The status of the order generation together with card_access_key and card details will be sent to the merchant using a callback from the paysystem notifications system.

It can be either ‘new_payment’ in case the card_registration had been completed or ‘error_notification’ in case the payment agent requires farther 3ds verifiction or the transaction has been canceled.

new_payment params:

  • “user_id”:

  • “user_email”: ,

  • “amount”: ,

  • “currency”: ,

  • “order_id”

  • “card_details” (optional)

    • “card_access_key”: access key representing the token for charging the registered card in the future,

    • “card_issuer”: (VISA, MASTER CARD, MAESTRO),

    • “card_number_mask”: (eg **** **** **** 1234)

  • “signature”: sha1(user_id + user_email + amount + currency + order_id + secret_key)

Recurring card payment

Payment with the token for the registered card

../../../../_images/card-registration-token.png

  1. Merchant calls set_transaction method from PaySystem (paysystem.tms.onetapi.pl) providing card_access_kye, using payment->config structure and setting card_access_key field

  2. After payment is processed by PayU, a callback from the operator is sent to PaySystem.

  3. Upon PayU callback with a payment confirmation, PaySystem calls merchant’s API and provides payment status.

The merchant generates a reqest for ‘set_transaction’. In the payment section the aa_id is set to the ID of the token payment channel.
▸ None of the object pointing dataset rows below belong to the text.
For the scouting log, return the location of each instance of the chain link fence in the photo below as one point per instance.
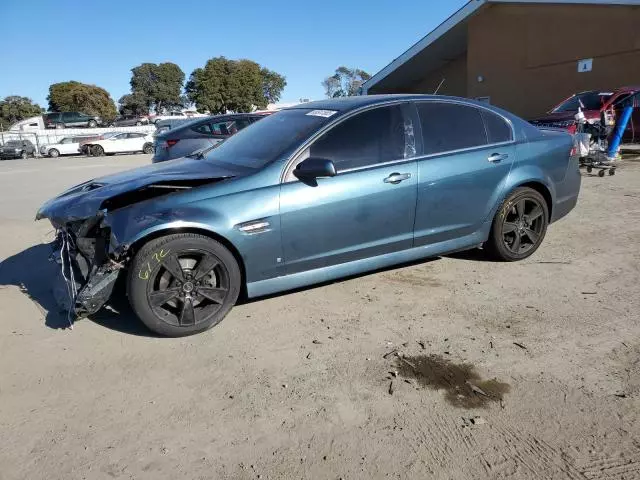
(46, 137)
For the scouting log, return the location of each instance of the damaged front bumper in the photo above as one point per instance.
(89, 271)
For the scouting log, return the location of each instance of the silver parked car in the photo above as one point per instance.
(129, 121)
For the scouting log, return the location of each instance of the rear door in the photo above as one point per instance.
(368, 208)
(466, 158)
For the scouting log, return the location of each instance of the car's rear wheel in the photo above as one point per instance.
(96, 150)
(519, 226)
(183, 284)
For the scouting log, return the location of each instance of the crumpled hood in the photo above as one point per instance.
(85, 200)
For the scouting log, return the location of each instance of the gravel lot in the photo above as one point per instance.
(297, 386)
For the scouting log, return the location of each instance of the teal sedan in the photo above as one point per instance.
(310, 194)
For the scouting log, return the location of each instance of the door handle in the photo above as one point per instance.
(396, 178)
(497, 157)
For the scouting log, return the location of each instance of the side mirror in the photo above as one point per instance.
(312, 168)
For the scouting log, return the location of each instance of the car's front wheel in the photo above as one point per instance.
(519, 225)
(183, 284)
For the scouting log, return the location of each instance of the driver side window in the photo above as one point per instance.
(369, 138)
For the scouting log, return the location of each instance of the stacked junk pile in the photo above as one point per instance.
(598, 141)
The token payment channel ID is provided by USP team. Creating the transaction is asynchronous, and after sending the set_transaction request there is only returned a status if the request has been accepted or not. If the request is accepted, the transaction is processed.

Trial Card Payment

../../../../_images/card-trial.png

Description

  • Using PayUExpress library http://developers.payu.com/en/payu_express.html a merchant facilitates storing users payment card in PayU and retrieves single-use token.

  • Merchant calls set_transaction method from PaySystem (paysystem.tms.onetapi.pl) providing singleuse_token, using payment->config structure and setting card_singleuse_token field.

  • PaySystem register payment and call PayU to charge the card referenced by singleuse_token.

  • After payment is processed by PayU, a callback from the operator is sent to PaySystem.

  • Upon PayU callback with a payment confirmation, PaySystem calls merchant’s API and provides card_access_key and other card’s details for a future use.

Trial card payments are possible only if in PayU management panel ‘Autoodbiór’ for card payments is turned off

Generating a transaction

The merchant generates a reqest for set_transaction. In the payment section the aa_id is set to the ID of the card registration payment channel. The card registration payment channel ID is provided by USP team. Creating the transaction is asynchronous, and after sending the set_transaction request there is only returned a status if the request has been accepted or not. If the request is accepted, the transaction is processed.

In the payment configuration dictionary are used parameters: * card_singleuse_token : single use token retrieved form PayU * it’s required that the article’s price is set to 0

The status of the order generation will be sent to the merchant using a callback from the paysystem notifications system.

It can be either ‘new_payment’ in case the card_registration had been completed or ‘error_notification’ in case the payment agent requires farther 3ds verifiction or the transaction has been canceled.